Access to Data, Project Files, and Github Repository
Use this link to create a local directory to our github repository named BST260-Final-Team8: https://github.com/marissachan/BST260-Final-Team8.git
Overview and Motivation
According to the United Nations, a person is forced to leave home every two seconds. In 2020, 3.5% of the world’s population were international migrants IOM 2020.
Due to ongoing conflicts, violence, and climate change, the number of individuals migrating to other countries has grown substantially in recent years. Major displacement and migration events that have driven this increase including economic and political instability in Venezuela, climate hazards in the Philippines and China, and violence in Bangladesh IOM 2020. Unfortunately, there are numerous other events that drive the number of migrants and the patterns of migration that we are now witnessing. These complex and changing migration patterns make it difficult to track migration routes and the tragedies that occur on the journeys to their destination countries.

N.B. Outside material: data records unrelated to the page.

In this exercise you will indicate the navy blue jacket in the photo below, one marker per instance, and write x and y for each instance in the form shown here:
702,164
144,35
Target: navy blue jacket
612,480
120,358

The migration crisis demands public policy to improve asylum processes and humanitarian setting relief to address the root causes and impacts of migration (e.g. climate change, conflict, violence, etc.) using a Human Rights framework OHCHR.
BBC 2021
Project Objectives (Initial Questions)
Our main objective was to analyze the main causes of deaths for migrants, spatially and temporally. We were specifically interested in answering the questions: (1) What is the spatial distribution of migrant deaths (more specifically, causes of death)? How does it differ by year? (Mapping) (2) What are the most frequent causes of death among migrants? How does it differ by year? (Text Analysis) (3) What model is appropriate for examining predicted migrant deaths from violence? (Machine Learning) (4) What are the migration routes that result in violence as the most frequent cause of death? (Decision Tree)
Screencast
Click here for the screencast overview of project
Source and Methodology
The Missing Migrants Project data is used to inform target 10.7.3 of the 2030 Agenda for Sustainable Development, the “number of people who died or disappeared in the process of migration towards an international destination” calling on all the world’s governments to address what the International Organization for Migration (IOM) describes as “an epidemic of crime and abuse.” Missing Migrants Project 2020. Using a total of 1948 information sources across the globe, IOM’s Missing Migrants Project tracks deaths and disappearances of migrants, including refugees and asylum-seekers, who have gone missing along mixed migration routes worldwide. More specifically, the project focuses on migrants who have died at external borders of states or in the process of migration towards an international destination regardless of legal status, excluding internally displaced persons, one of the largest proportion of migrants.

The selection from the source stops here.